Zum Sport gehört für die heute 21-Jährige ein Team. Ihr Credo: “Ich bin eine Mannschaftssportlerin.“

Hamburg. Dass Viktoria Rau im Alter von 21 Jahren zweimalige Europameisterin ist, wäre spektakulär genug. Fast noch bemerkenswerter ist die Sportart, in der ihr dieses gelang: Viktoria Rau ist Junioren-Europameisterin im Kanupolo.

Die Wahl der Disziplin hatte pragmatische Gründe. Ihre Eltern betreiben das Freibad in Tonndorf, die kleine Viktoria verbrachte fast jeden Sommertag am und im Schwimmbecken. Und dort trainierten die Kanupolospieler der Niederdeutschen Wanderpaddler. Mit drei Jahren saß sie erstmals in einem Kanu. Selbst im Urlaub paddelt sie heute, im vergangenen Sommer durch Schweden. Ihre Leidenschaft aber gilt dem Polo. Deshalb entschied sie sich früh gegen eine mögliche Schwimmkarriere: "Ich bin einfach eine Mannschaftssportlerin."

Bis sie 16 Jahre alt war, spielte Rau fast immer in Jungen-Teams, mit 17 gehörte sie zur U-21-Nationalmannschaft der Frauen.
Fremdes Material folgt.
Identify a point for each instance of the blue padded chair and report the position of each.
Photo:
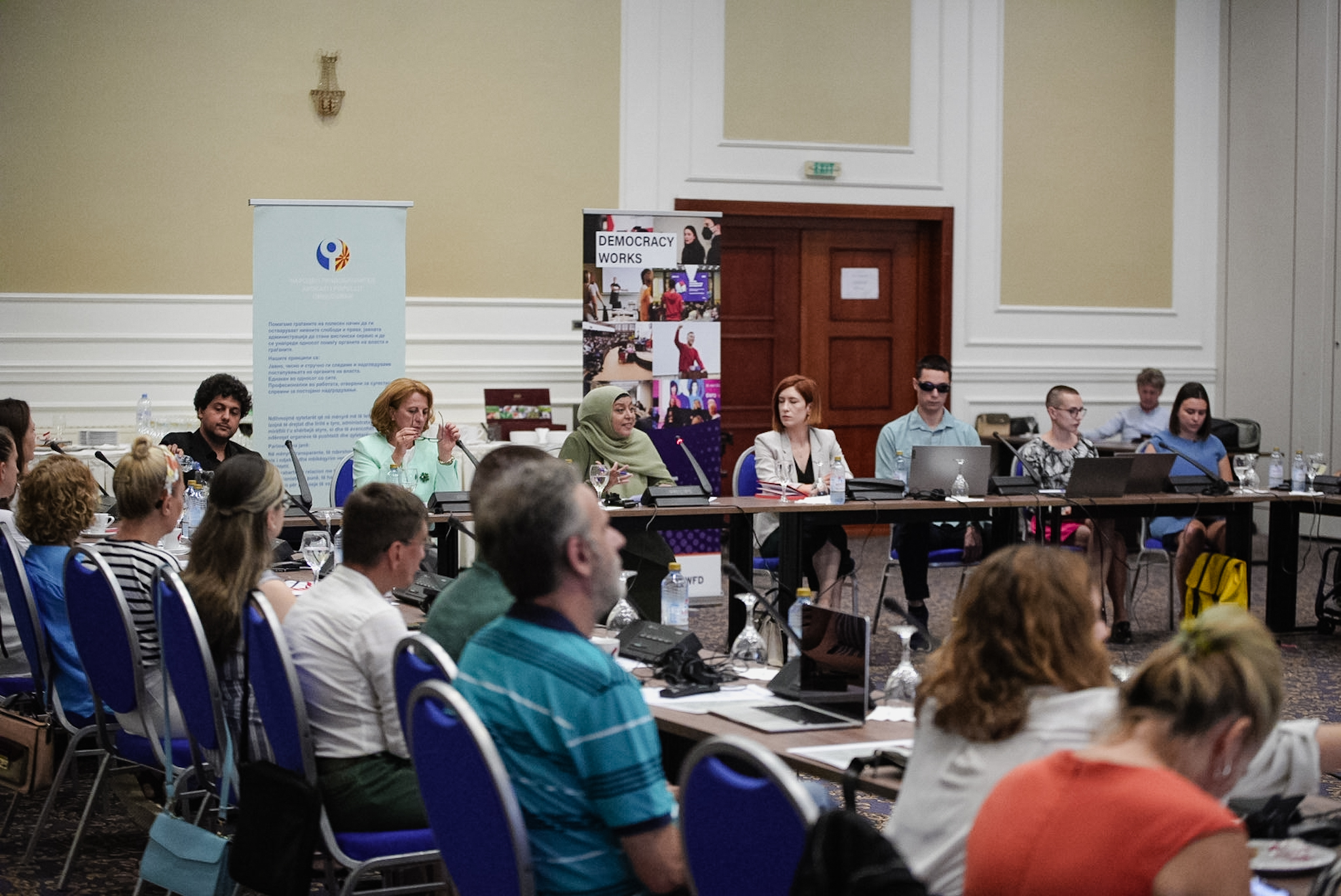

Den ersten EM-Titel feierte sie 2005 in Madrid, den zweiten im September 2007 in Thury-Harcourt. In der Kleinstadt im Nordwesten Frankreichs erlebte Rau eine Begeisterung für ihre Sportart, die ihr hierzulande nirgends begegnet ist: "Selbst in der Apotheke standen Kanus im Schaufenster", schwärmt sie noch heute. 6000 Zuschauer sorgten beim Finale für Stimmung. "Da war ich schon aufgeregt", gesteht Rau. Dass sie für eine verletzte Mitspielerin auf der Mittelposition einspringen musste, trug nicht gerade zu ihrer Beruhigung bei. Rau schwimmt gewöhnlich im Tor, wobei beim Kanupolo mit fliegendem Torwart gespielt wird. Das Endspiel gegen Frankreich endete trotz der Umstellungen mit einem 4:3-Sieg der Deutschen und bescherte Rau ihre zweite EM-Goldmedaille - sowie die Nominierung zu Hamburgs Sportlerin des Jahres 2007.

Längst hat Viktoria Rau ihr nächstes Ziel anvisiert: "Im Sommer will ich zur WM nach Kanada." Dafür muss sie den Sprung in die A-Nationalmannschaft schaffen. Und dafür muss sie noch mehr trainieren, mindestens viermal die Woche: "Die Trainer sagen, dass ich weit mehr aus mir rausholen könnte." Für den Trip nach Nordamerika nimmt sie das zusätzliche Pensum gern in Kauf - auch wenn sie künftig noch weniger Zeit mit ihren Freunden verbringen und seltener am Wochenende zum Tanzen ausgehen kann.

Einen Freundeskreis hat Rau auch im Kanupolo, deutschlandweit. Da die Disziplin nicht zu den Volkssportarten gehört, kennen sich die meisten Aktiven von den vielen Turnieren am Wochenende. Ginge es nach Rau, sollten mehr Deutsche ihre Leidenschaft teilen. Was diese Sportart so besonders macht? "Sie ist sehr vielseitig. Man braucht eine gute Koordination, Überblick und Zielsicherheit. Am besten sollten die Leute mal bei uns beim Training vorbeischauen. Dann spüren sie die Faszination von allein."